I don't know, I have nothing profound. Just that I can see where I am now, and I can see where I hope to be this time next year, but I can't see much in between. I know I'm gonna walk through it, but I can't even really think about it. I'm just gonna do the next thing, by God's grace.


And, you know, He's being very gracious. The hospital closest to us - a wonderful, Catholic hospital, where I delivered my first two children, can handle this pregnancy, and the girls if they come early. And my husband has a job with insurance that will cover, it looks like, all of our costs (which is HUGE). And we have family and friends nearby, wonderful people, who are willing to take on the hardship of caring for our two older children while I can't. And who will care for them lovingly and kindly - I can't even express how grateful I am to know that Bess and Gamgee will be well taken care of while I'm in the hospital. And I'll probably get to spend Christmas at home (minus an hour or two under monitoring at the hospital). And there's nothing else wrong with the girls but this. And the hard part of this pregnancy is coming at a time of the year when some of our family have time off from work. There are many, many things that could be worse; it feels like He's saying, "I am giving you this one hard thing to do, but don't worry about anything else. Just do this one thing. Just take care of these girls, while I take care of you and yours." I hope I'm hearing rightly.

peace of Christ to you,
Jessica Snell

Tuesday, November 27, 2007

He knows

I've been reading, this week, a book called "When You're Expecting Twins, Triplets or Quads" by Dr. Barbara Luke. Unlike the "What to Expect When You're Expecting" series, Luke's book is HELPFUL. Dr. Luke runs clinics for moms of multiples, and the twins born to moms who've followed her program tend to weigh, at birth, 20% more than the average for twins.
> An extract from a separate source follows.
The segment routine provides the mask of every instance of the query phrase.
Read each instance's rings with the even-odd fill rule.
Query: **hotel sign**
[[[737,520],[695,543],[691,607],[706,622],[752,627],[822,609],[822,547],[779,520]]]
I appreciate both the weight of her research, and the encouragement of her words. And I'm discovering tons of fascinating facts, like:
-twins develop faster in utero than singletons; they tend to be a few weeks ahead of their gestational age, developmentally, preparing them for their almost-certainly-shorter gestation.
-multiples born to moms who've given birth before gestate longer. This is because they don't have to stretch out the uterus themselves; it's already been stretched out, and they can grow faster without an un-tried uterus restricting them.
-bedrest - or at least REST, lying down - actually does do some good. It takes the strain off your heart, allowing more oxygen to circulate through your and your babies' bodies, and off of your kidneys (since they have more blood flow), allowing your body to more quickly and easily filter and eliminate fluids. Given that a twin mom sees TWICE the increase of blood volume that a singleton mom does, this is important.
-while breastmilk is great for preemies, if they're very, very premature, even breastmilk can be bad for them, because their digestive system is too immature to handle it. Weird. I've thought about immature hearts, lungs and brains, but never immature guts.
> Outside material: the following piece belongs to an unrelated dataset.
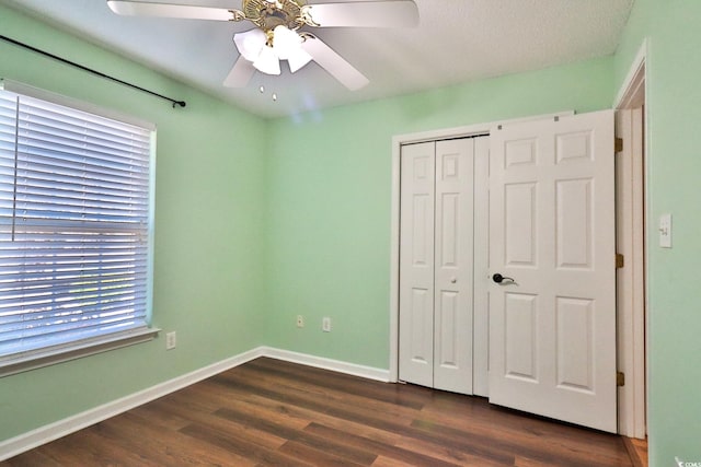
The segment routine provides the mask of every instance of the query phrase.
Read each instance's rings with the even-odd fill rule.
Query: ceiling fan
[[[311,60],[352,91],[368,79],[319,37],[302,27],[412,27],[418,24],[413,0],[313,3],[307,0],[241,0],[241,10],[108,0],[120,15],[161,16],[211,21],[250,21],[256,27],[237,33],[239,58],[223,81],[225,86],[245,86],[256,70],[280,74],[280,60],[294,73]]]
Anyway, those are just a few things I've learned recently. I feel like I'm taking a crash course on multiple pregnancies, births and childhoods!
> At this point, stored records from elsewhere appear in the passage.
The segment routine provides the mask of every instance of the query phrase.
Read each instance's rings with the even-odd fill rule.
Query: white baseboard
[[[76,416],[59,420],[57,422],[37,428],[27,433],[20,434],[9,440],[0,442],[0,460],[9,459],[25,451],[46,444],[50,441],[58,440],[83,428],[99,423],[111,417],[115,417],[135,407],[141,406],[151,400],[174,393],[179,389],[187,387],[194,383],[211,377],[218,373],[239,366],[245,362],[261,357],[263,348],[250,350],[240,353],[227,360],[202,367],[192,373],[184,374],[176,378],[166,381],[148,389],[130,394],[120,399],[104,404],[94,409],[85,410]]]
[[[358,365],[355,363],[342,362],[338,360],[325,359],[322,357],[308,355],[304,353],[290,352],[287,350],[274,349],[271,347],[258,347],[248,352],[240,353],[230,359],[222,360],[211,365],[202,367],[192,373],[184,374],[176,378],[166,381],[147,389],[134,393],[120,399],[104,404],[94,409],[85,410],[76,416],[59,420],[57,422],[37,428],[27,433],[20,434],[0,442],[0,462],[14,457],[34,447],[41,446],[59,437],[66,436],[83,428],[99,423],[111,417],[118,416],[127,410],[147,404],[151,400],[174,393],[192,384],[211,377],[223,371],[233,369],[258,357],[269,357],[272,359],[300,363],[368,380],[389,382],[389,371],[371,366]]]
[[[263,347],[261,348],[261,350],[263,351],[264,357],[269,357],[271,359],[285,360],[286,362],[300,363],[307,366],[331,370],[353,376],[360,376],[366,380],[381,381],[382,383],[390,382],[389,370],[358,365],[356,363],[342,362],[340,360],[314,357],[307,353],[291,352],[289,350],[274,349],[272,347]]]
But maybe the most helpful thing in this book is when the author talks about how parents, upon finding out that they're pregnant with multiples, go through the five stages of grief: shock, denial, anger/depression, bargaining, and acceptance/adaptation. Reading that was helpful, because I was able to look back over the last few weeks, and see that cycle at play in myself. For instance, a few hours after we first found out about the girls, I found myself sitting on a couch, feeling too shaky to stand up. I recognized that I was coming off of an adrenaline high, and later that night I cried so hard that I gave myself a real (not Braxton-Hicks-ish) contraction. (So I stopped crying, realizing, in an oddly cold-blooded moment, that I hadn't the right to cry so hard when it might hurt my babies.) Denial was the days I had myself convince that at least one, if not both of them, were going to die, and so it all didn't matter anyway. Anger and depression followed as I looked at the prison term/hospital stay ahead of me. Then bargaining: "But at least if I go do this, you can promise me they'll be okay, right?" And now, though there's still a slight hope we'll find out that they aren't sharing a sac, I'm planning my next weeks' menus so that I can double every meal between now and when I'm hospitalized, hopefully leaving my husband and oldest children with a freezer full of yummy, nutrious stuff for them to eat while I'm gone. I guess that's acceptance.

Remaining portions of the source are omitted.